„Sky“ is the limit – über den Umgang mit Fußballern

Mercedes Benz Junior Cup im Sindelfinger Glaspalast. Das bedeutendste Hallenturnier für U19 Junioren, direkt vor unserer Haustür. Klar waren die Schwabenballisten vor Ort, um auch den Nachwuchs von Rasenballsport Leipzig zu unterstützen. Die potenziellen Stars von morgen bereiteten Freude, allen voran der Nachwuchs des VfB und der TSG Hoffenheim, den baden-württembergischen Rivalen. RBL beendete das Turnier auf einem respektablen vierten Platz.

So schön das Sportliche anmutete, so störend waren manche Nebengeräusche. In meiner unmittelbaren Nähe hatten sich betrunkene junge Männer zwischen 16 und 20 mit offensichtlich niedrigem Bildungsstand eingefunden, die weder zur Unterstützung einer Mannschaft noch zum Genuss guten Jugendfußballs gekommen waren, sondern für fast jeden Beteiligten Beleidigungen parat hatten. Schalker Fans wurden beleidigt und teilweise tätlich angegangen (unter den Augen der nur sporadisch interessierten Ordnungskräfte), Dietmar Hopp wurde verunglimpft, die Spieler von Rasenballsport Leipzig sowieso. Haupthassobjekt war jedoch kein anwesender Spieler, sondern ein gewisser Timo Werner. Alle fünf Minuten wurde ein „Timo Werner ist ein H****sohn“ angestimmt.

Timo, dem in unserer Region noch viele zujubelten, als er den „Bruschtring“ trug und durch seinen Wechsel zum „Bösen“ in Ungnade fiel. Dank guter Leistungen verstummten zunächst viele Kritiker. Bis … ja bis zum 3.12.2016, als Timo Werner den Sündenfall der Saison beging und durch eine astreine Schwalbe bereits in Minute 1 einen Elfer schinden konnte. Anschließend brannte ein Sturm der Entrüstung durch Fußball-Deutschland, den ich in knapp 30 Jahren noch nie erlebt habe. Nicht bei Andy Möller, nicht bei Oliver Held, nicht bei Oliver Kahn Kung-Fu-Einlagen, erst recht nicht bei einer von Arjen Robbens allwöchentlichen Schwalben.

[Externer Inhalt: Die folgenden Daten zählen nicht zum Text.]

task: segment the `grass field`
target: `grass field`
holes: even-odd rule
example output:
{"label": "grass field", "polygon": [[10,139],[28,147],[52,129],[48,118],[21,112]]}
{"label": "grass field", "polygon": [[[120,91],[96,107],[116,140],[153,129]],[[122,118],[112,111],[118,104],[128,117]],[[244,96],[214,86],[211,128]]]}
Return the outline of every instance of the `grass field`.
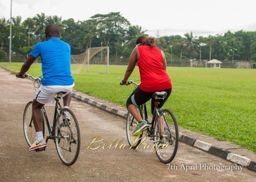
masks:
{"label": "grass field", "polygon": [[[19,70],[21,63],[0,63]],[[72,70],[77,65],[72,65]],[[125,105],[134,88],[120,86],[126,66],[84,66],[73,75],[75,89]],[[41,65],[32,65],[28,73],[41,75]],[[218,139],[239,145],[256,154],[256,70],[168,67],[172,94],[164,108],[175,115],[178,125]],[[130,80],[139,80],[136,67]]]}

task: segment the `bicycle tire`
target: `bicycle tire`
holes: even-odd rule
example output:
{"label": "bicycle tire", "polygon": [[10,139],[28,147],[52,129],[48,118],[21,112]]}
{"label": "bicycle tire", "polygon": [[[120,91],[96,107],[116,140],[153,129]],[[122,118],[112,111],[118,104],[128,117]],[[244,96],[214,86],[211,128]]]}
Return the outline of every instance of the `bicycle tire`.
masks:
{"label": "bicycle tire", "polygon": [[[140,105],[137,108],[140,116],[143,119],[143,115],[141,106]],[[142,134],[140,135],[138,140],[136,139],[136,136],[132,136],[132,133],[135,129],[136,122],[136,119],[135,119],[129,112],[128,112],[128,113],[127,113],[127,117],[126,118],[126,136],[127,136],[127,140],[128,140],[129,145],[131,146],[131,148],[133,149],[136,148],[136,147],[140,144],[141,142],[141,139],[143,136]],[[134,142],[136,141],[137,142]]]}
{"label": "bicycle tire", "polygon": [[[23,114],[23,131],[25,138],[29,146],[31,147],[35,142],[36,136],[35,129],[32,118],[32,104],[33,101],[28,102]],[[42,112],[42,111],[41,111]],[[42,113],[42,131],[44,137],[44,122],[43,113]]]}
{"label": "bicycle tire", "polygon": [[[67,115],[70,121],[66,117]],[[58,136],[54,139],[58,154],[65,165],[71,165],[77,159],[81,143],[79,125],[74,113],[68,108],[61,109],[53,127],[54,135]]]}
{"label": "bicycle tire", "polygon": [[[179,143],[179,130],[176,118],[170,110],[163,109],[160,112],[159,114],[160,116],[157,117],[155,123],[154,141],[157,148],[160,145],[160,133],[162,133],[163,137],[165,139],[166,144],[168,144],[168,145],[166,145],[166,148],[162,145],[163,148],[160,147],[156,151],[156,154],[161,162],[166,164],[174,159],[177,152]],[[160,123],[160,117],[161,116],[163,116],[164,118],[163,123],[162,122]],[[161,129],[163,128],[164,129],[164,131]]]}

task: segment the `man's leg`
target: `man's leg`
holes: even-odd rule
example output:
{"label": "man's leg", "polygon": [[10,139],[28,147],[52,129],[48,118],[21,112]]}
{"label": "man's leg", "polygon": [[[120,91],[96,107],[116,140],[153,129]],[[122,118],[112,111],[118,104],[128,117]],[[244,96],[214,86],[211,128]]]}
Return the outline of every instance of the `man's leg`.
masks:
{"label": "man's leg", "polygon": [[47,146],[46,142],[44,139],[42,131],[42,113],[41,109],[44,104],[38,102],[34,100],[32,104],[32,117],[35,129],[36,138],[32,145],[29,148],[29,151],[33,151]]}
{"label": "man's leg", "polygon": [[32,117],[35,131],[42,131],[42,113],[41,110],[44,104],[41,104],[35,100],[33,101],[32,104]]}
{"label": "man's leg", "polygon": [[71,101],[72,97],[72,94],[71,92],[69,93],[63,97],[63,104],[64,105],[64,107],[65,106],[68,106],[69,107],[70,105],[70,102]]}

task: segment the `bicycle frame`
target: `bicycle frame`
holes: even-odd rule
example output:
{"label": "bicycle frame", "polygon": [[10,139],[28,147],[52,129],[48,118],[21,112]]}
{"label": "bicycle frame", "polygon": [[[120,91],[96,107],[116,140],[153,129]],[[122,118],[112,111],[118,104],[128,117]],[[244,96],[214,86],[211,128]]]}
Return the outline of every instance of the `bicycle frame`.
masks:
{"label": "bicycle frame", "polygon": [[[53,122],[52,122],[52,125],[54,126],[54,123],[56,122],[57,117],[58,115],[60,114],[60,110],[62,109],[61,104],[59,102],[59,100],[61,98],[60,94],[58,94],[57,97],[55,97],[55,100],[56,101],[56,103],[55,104],[55,108],[54,110],[54,115],[53,116]],[[48,128],[48,131],[49,132],[49,136],[47,136],[46,139],[46,142],[47,143],[48,139],[54,139],[55,138],[58,138],[58,136],[55,136],[52,134],[52,131],[54,131],[54,128],[51,127],[51,125],[49,121],[49,119],[48,117],[46,109],[44,105],[42,107],[42,111],[43,111],[43,114],[44,117],[45,119],[45,122],[46,122],[46,125]]]}
{"label": "bicycle frame", "polygon": [[[159,102],[159,101],[158,101]],[[145,118],[144,118],[144,120],[147,121],[148,123],[151,125],[151,127],[148,128],[147,129],[147,133],[148,134],[148,136],[151,137],[151,136],[156,136],[153,134],[154,130],[154,122],[155,121],[155,118],[159,116],[159,111],[160,109],[158,108],[158,106],[155,105],[154,108],[154,114],[153,115],[153,117],[152,118],[152,121],[151,122],[150,122],[148,120],[148,111],[147,108],[147,104],[146,103],[144,103],[142,105],[140,105],[140,107],[144,107],[144,108],[142,108],[142,109],[143,109],[144,110],[144,113]]]}

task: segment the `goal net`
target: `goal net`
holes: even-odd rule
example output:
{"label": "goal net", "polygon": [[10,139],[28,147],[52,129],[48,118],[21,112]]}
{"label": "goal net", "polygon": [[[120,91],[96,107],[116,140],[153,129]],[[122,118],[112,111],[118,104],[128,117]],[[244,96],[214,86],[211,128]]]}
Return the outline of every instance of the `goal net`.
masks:
{"label": "goal net", "polygon": [[76,64],[72,73],[96,72],[108,74],[109,47],[88,48],[81,54],[72,55],[71,63]]}

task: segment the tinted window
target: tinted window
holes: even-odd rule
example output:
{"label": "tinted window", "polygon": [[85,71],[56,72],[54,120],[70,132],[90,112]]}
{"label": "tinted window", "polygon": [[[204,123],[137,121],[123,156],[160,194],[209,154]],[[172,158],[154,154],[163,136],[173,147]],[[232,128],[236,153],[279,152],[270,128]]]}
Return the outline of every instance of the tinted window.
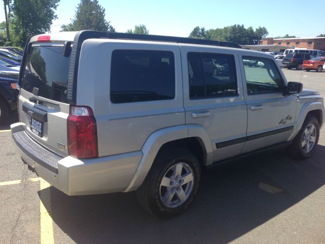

In der „Welt“ titelt Autor Tobias Holtkamp heute „Der Umgang mit Timo Werner ist entwürdigend“. Er hat recht. Timo Werner zu verteidigen heißt nicht, seine Schwalbe gutzuheißen oder seine Rechtfertigung im Interview nach dem Spiel. Aber man muss konstatieren, dass es in jeder Saison mindestens 10-20 glasklare Schwalben in den Strafräumen der Bundesliga gibt, die trotz des Fehlens jeglicher Berührung um einen Elfmeterpfiff betteln. Es war auch längst nicht die erste Schauspieleinlage eines RB-Spielers. Was also macht den Fall so besonders, dass Werner auch nach mehreren Wochen so oft verunglimpft wird, selbst bei der Dart-WM in London. Nein, der Beitrag soll nicht den Intelligenzquotienten dortiger Schlachtenbummler eruieren, die Gesänge gehässiger Zuschauer sind nur Folge des Problems, nicht dessen Kern.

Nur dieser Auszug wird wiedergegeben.